Una foresta vetusta è una foresta in cui tutti i processi sono naturali e per questo sono presenti alberi di tutte le età, dai più vecchi e plurisecolari a quelli appena nati. Gli alberi monumentali si stagliano con la loro mole enorme e contorta, come colonne di una cattedrale. Il muschio fitto ricopre massi e tronchi. La luce filtra offuscata dalla folta cupola delle chiome di faggio. Anche i suoni sono ovattati perché la folta lettiera di foglie e il muschio spugnoso attutiscono i rumori. Alcuni dicono che camminare in una foresta vetusta di faggi è come entrare in una favola. Il paesaggio in effetti è quanto più vicino all’immaginario delle fiabe. Le cavità negli alberi vetusti, che ospitano mammiferi e uccelli, sono elemento immancabile di ogni storia ambientata nel bosc che si rispetti.

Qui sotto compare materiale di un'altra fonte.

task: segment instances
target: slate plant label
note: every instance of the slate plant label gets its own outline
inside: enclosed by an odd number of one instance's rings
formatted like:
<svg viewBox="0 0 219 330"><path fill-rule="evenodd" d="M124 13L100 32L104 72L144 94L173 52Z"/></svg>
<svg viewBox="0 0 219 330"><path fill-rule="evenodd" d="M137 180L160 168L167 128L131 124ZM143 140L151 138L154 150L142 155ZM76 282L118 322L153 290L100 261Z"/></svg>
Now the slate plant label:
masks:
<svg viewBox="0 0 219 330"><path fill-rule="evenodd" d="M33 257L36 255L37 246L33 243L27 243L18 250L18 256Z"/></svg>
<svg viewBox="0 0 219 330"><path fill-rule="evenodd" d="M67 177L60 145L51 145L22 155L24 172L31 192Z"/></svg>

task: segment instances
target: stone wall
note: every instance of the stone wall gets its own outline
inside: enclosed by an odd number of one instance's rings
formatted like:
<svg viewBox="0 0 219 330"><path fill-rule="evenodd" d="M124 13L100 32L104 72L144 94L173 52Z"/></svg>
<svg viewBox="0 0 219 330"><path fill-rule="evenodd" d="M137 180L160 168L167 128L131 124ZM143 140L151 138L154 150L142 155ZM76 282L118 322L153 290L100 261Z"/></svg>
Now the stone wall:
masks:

Sentiero della foresta vestusta

Il sentiero della Giogana (sentiero 00) si muove all’interno della Foresta della Lama e di Campigna tra alberi plurisecolari, fino ai confini della Riserva Integrale. Il Sentiero degli Scalandrini, dal Passo Fangacci a La Lama, passa per boschi di faggi e abeti e per il Monte Penna, bellissimo balcone su un oceano di faggi. Si prosegue da Campigna al Ballatoio, passando per la Calla. L’intero itinerario si percorre in due giorni di cammino e oltre 20 km di meraviglia.

Itinerari nelle Foreste Casentinesi

Il sito del Parco Nazionale delle Fpreste Casentinesi, oltre ad essere ricco di materiale per conoscere e approfondire gli aspetti naturalistici del territorio, offre tanto materiale online per orientarsi e scegliere i percorsi più adatti. C’è una mappa online di sentieri di trekking. Ci sono 9 sentieri natura ben segnati e accompagnati dal materiale divulgativo del parco che racconta ogni singola sosta e ne narra le emergenze naturalistiche e culturali più importanti.

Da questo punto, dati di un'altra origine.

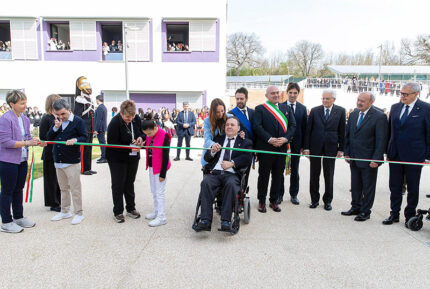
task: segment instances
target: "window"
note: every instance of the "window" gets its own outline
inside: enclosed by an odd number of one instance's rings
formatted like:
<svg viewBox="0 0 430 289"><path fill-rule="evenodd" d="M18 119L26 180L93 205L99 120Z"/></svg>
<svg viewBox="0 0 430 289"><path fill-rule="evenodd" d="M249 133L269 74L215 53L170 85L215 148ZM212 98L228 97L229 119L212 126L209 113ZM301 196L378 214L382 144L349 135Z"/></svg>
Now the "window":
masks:
<svg viewBox="0 0 430 289"><path fill-rule="evenodd" d="M97 50L95 21L70 21L70 48Z"/></svg>
<svg viewBox="0 0 430 289"><path fill-rule="evenodd" d="M190 20L166 25L166 51L216 51L216 20Z"/></svg>
<svg viewBox="0 0 430 289"><path fill-rule="evenodd" d="M49 24L48 50L70 50L69 23Z"/></svg>
<svg viewBox="0 0 430 289"><path fill-rule="evenodd" d="M13 59L38 59L36 20L11 20Z"/></svg>
<svg viewBox="0 0 430 289"><path fill-rule="evenodd" d="M102 24L102 43L104 60L123 59L122 23Z"/></svg>
<svg viewBox="0 0 430 289"><path fill-rule="evenodd" d="M12 51L10 42L10 23L0 22L0 52Z"/></svg>
<svg viewBox="0 0 430 289"><path fill-rule="evenodd" d="M150 61L149 21L124 22L129 61Z"/></svg>
<svg viewBox="0 0 430 289"><path fill-rule="evenodd" d="M167 51L189 51L189 24L166 24Z"/></svg>

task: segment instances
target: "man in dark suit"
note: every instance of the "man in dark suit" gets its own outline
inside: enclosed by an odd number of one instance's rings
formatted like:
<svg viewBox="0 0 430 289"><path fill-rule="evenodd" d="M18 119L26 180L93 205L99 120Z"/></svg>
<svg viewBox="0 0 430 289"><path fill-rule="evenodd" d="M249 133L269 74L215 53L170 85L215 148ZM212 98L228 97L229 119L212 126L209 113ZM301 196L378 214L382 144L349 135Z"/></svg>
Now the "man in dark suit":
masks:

A questi si aggiungono le interessantissime proposte da Rifugio a Rifugio: itinerari ad anello, solitamente di 3 giorni, in cui ci si ferma a dormire ogni notte in un rifugio diverso, per tornare poi al punto di partenza.

L’Alta Via dei Parchi, uno degli itinerari più spettacolari d’Italia, percorre l’Appennino Tosco-Emiliano passando per i vari parchi dell’area. Si cammina quasi sempre su crinale dormendo presso i rifuggi o i bivacchi autorizzati. Attraversa le Foreste Casentinesi lungo il crinale che separa Toscana e Romagna.

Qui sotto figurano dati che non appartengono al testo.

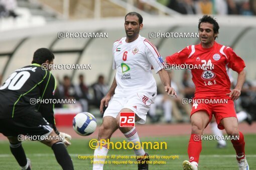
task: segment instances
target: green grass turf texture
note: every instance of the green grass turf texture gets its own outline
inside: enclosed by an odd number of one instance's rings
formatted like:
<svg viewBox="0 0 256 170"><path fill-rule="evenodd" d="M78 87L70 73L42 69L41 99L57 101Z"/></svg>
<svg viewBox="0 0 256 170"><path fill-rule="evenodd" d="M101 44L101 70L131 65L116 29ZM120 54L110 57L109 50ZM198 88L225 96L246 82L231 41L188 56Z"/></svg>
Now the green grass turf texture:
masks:
<svg viewBox="0 0 256 170"><path fill-rule="evenodd" d="M165 164L150 164L150 170L182 170L183 160L188 160L187 150L189 140L188 136L170 136L162 138L142 138L144 142L167 142L167 150L148 150L150 155L158 156L179 156L179 158L158 160L165 161ZM255 144L255 134L245 135L245 152L247 155L247 160L250 170L256 170L256 145ZM113 138L112 141L122 142L125 138ZM78 156L93 156L94 150L89 148L89 139L73 140L72 144L67 148L73 160L75 170L92 170L92 164L90 160L81 160ZM238 170L235 158L235 152L231 142L227 141L227 147L225 148L216 148L216 141L203 141L202 150L201 152L199 170ZM55 158L52 150L38 142L25 141L23 142L27 157L32 162L34 170L61 170ZM134 156L133 150L110 150L108 156ZM134 161L134 159L130 159ZM124 161L126 160L107 159L106 160ZM151 160L154 161L156 160ZM20 169L14 157L11 154L8 141L0 141L0 169ZM131 164L107 164L104 166L104 170L138 170L137 165Z"/></svg>

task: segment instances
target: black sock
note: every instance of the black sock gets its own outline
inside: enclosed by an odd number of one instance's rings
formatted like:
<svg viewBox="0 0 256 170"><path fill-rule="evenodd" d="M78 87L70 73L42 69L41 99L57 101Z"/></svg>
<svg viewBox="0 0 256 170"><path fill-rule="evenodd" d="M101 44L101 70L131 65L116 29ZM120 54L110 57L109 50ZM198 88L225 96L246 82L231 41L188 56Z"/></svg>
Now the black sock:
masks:
<svg viewBox="0 0 256 170"><path fill-rule="evenodd" d="M10 148L20 166L26 166L27 163L27 157L26 156L23 148L22 148L21 142L16 144L10 142ZM30 170L30 168L29 167L29 168L27 170Z"/></svg>
<svg viewBox="0 0 256 170"><path fill-rule="evenodd" d="M68 152L65 148L63 143L61 142L58 142L53 144L52 146L52 149L53 150L57 162L62 168L62 169L65 170L73 170L73 163L71 158Z"/></svg>

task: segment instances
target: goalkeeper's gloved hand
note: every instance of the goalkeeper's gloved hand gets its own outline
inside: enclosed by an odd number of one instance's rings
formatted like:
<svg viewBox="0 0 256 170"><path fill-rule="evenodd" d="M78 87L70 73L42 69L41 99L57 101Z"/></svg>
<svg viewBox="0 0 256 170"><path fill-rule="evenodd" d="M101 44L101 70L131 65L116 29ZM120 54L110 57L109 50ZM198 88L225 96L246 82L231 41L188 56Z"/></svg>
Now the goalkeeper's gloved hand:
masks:
<svg viewBox="0 0 256 170"><path fill-rule="evenodd" d="M70 144L71 144L71 142L70 142L70 140L71 140L71 136L68 134L63 133L63 132L60 132L60 136L61 136L63 139L62 142L65 145L65 147L67 147Z"/></svg>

Dove dormire nelle Foreste Casentinesi?

Le opzioni per dormire nel Parco Nazionale delle Foreste Casentinesi, Monte Falterona e Campigna sono tante e variegate. Il paese di Poppi, sul lato toscano del parco, è un borgo storico che offre numerose sistemazioni, anche in casali di pietra viva a prezzi ragionevoli. I paesi di Premilcuore e Corniolo, in Romagna, offrono alloggi in appartamento, hotel e b&b.

Gli amanti della vita all’aria aperta e delle camminate potranno bivaccare in cammino o alloggiare presso i rifugi. In particolare il bivacco di San Paolo d’Alpe è ricavato in un edificio di un paese abbandonato, in una location unica.